Saturday, November 15, 2008

Glebe Street Fair

"The fair on Glebe's main drag has grown but stayed bohemian.

JUDY McCUMSTIE speaks highly of the Spruikers' Box. "It's an opportunity to come along and argue or read a poem. This seems very Glebe," says the organiser of the Glebe Street Fair.
The first Glebe Street Fair was held in 1983. It was the Glebe Food Fair then - a series of stalls from local restaurants between Parramatta and St Johns roads.
"At that point Glebe Point Road was a vibrant, bustling, multicultural area that had established itself as an eat street," McCumstie says. "Every end of the world was represented in a cafe or restaurant somewhere on Glebe Point Road."
At some point during the next seven years, the name changed and the road closed. Performers were given stages. Stalls extended beyond the restaurants. "It has reflected the stylistic changes you see over the inner city in terms of culture," McCumstie says.
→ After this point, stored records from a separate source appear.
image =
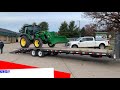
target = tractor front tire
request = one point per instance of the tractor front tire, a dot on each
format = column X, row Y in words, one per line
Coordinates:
column 38, row 43
column 51, row 45
column 24, row 42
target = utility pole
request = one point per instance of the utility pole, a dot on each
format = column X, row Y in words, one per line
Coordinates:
column 79, row 23
column 79, row 26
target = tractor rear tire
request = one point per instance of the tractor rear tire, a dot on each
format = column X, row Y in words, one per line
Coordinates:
column 24, row 42
column 51, row 45
column 38, row 43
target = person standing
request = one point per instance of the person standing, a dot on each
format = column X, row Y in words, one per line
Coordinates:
column 1, row 46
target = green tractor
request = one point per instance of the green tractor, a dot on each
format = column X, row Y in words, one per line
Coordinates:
column 32, row 34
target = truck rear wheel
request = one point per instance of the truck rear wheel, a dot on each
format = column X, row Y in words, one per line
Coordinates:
column 38, row 43
column 51, row 45
column 24, row 42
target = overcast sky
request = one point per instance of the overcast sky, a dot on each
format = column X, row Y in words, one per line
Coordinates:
column 14, row 20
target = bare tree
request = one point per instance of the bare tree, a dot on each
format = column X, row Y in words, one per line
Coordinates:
column 90, row 29
column 107, row 19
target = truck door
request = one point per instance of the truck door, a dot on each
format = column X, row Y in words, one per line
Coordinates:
column 82, row 43
column 90, row 42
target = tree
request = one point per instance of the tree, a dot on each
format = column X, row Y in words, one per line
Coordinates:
column 107, row 19
column 63, row 30
column 44, row 26
column 34, row 23
column 82, row 32
column 70, row 30
column 90, row 29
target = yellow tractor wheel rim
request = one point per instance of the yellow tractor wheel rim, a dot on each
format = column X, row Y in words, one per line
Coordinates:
column 23, row 42
column 36, row 43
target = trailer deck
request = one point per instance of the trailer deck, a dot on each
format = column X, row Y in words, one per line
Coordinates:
column 58, row 50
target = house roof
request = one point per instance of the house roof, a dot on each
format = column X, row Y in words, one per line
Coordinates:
column 6, row 32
"[In] 1990, that was the gothic stage. Everyone was dressed in black. It was like a spin-off in bohemian thinking from Sydney University, spreading down Glebe Point Road."
Stallholders were pallid, in McCumstie's memory - they sold Dr Martens and reflected the crowd. Then the colour came and things changed again. "Everyone was doing their hair with different colours and . . . mohawks any Roman centurion would be jealous of."
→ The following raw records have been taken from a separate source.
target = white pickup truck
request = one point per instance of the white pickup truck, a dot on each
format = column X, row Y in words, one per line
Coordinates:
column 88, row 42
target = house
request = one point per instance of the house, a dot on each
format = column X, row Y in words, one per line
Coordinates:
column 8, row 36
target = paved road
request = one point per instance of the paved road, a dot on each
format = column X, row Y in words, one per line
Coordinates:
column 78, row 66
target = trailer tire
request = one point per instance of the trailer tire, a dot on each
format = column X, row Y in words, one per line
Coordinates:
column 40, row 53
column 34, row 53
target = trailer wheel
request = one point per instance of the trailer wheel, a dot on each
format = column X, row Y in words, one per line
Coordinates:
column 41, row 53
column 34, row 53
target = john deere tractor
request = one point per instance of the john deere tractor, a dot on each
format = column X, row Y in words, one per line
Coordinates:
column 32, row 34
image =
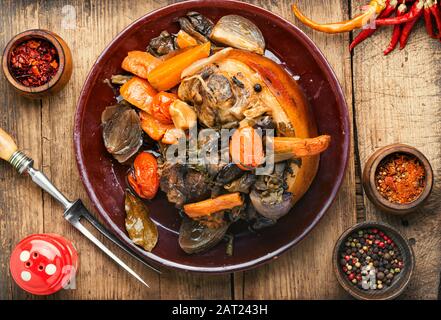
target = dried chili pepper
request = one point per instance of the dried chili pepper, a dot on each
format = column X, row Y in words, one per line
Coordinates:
column 34, row 62
column 436, row 13
column 428, row 18
column 407, row 29
column 374, row 8
column 400, row 178
column 402, row 8
column 414, row 13
column 366, row 33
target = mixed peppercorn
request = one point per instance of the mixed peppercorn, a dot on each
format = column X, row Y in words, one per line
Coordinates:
column 370, row 259
column 400, row 178
column 34, row 62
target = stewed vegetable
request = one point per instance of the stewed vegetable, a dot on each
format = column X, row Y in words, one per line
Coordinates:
column 224, row 132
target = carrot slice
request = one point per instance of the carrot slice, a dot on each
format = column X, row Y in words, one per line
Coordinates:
column 153, row 127
column 168, row 74
column 207, row 207
column 246, row 148
column 140, row 63
column 185, row 40
column 172, row 136
column 138, row 92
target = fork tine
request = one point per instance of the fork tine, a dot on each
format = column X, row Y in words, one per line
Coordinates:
column 77, row 224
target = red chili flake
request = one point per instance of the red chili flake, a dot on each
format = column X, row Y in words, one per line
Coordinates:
column 400, row 178
column 34, row 62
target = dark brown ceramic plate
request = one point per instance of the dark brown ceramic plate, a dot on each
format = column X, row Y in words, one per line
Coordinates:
column 104, row 178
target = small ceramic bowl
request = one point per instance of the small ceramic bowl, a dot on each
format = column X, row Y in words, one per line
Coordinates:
column 399, row 282
column 58, row 81
column 370, row 187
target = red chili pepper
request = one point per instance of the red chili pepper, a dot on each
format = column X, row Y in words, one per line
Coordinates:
column 366, row 33
column 436, row 13
column 407, row 29
column 413, row 14
column 397, row 31
column 428, row 20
This year, the fair's 25th anniversary, things change once more. There is a circus theme, with performances by Circus Solarus and Mojo JuJu and the Snake Oil Merchants, stalls from country NSW and as far as Queensland, a Santa Claus and a dog parade. "We've got some absolutely fabulous variety in the stalls coming this year," McCumstie says. "My concept of this is that it's a whole kilometre of Christmas presents end-to-end.
"And food as well - that's one thing that has continued from the past."
GLEBE STREET FAIR Sunday, 10am-5pm, Glebe Point Road, Glebe, glebestreetfair.com, free."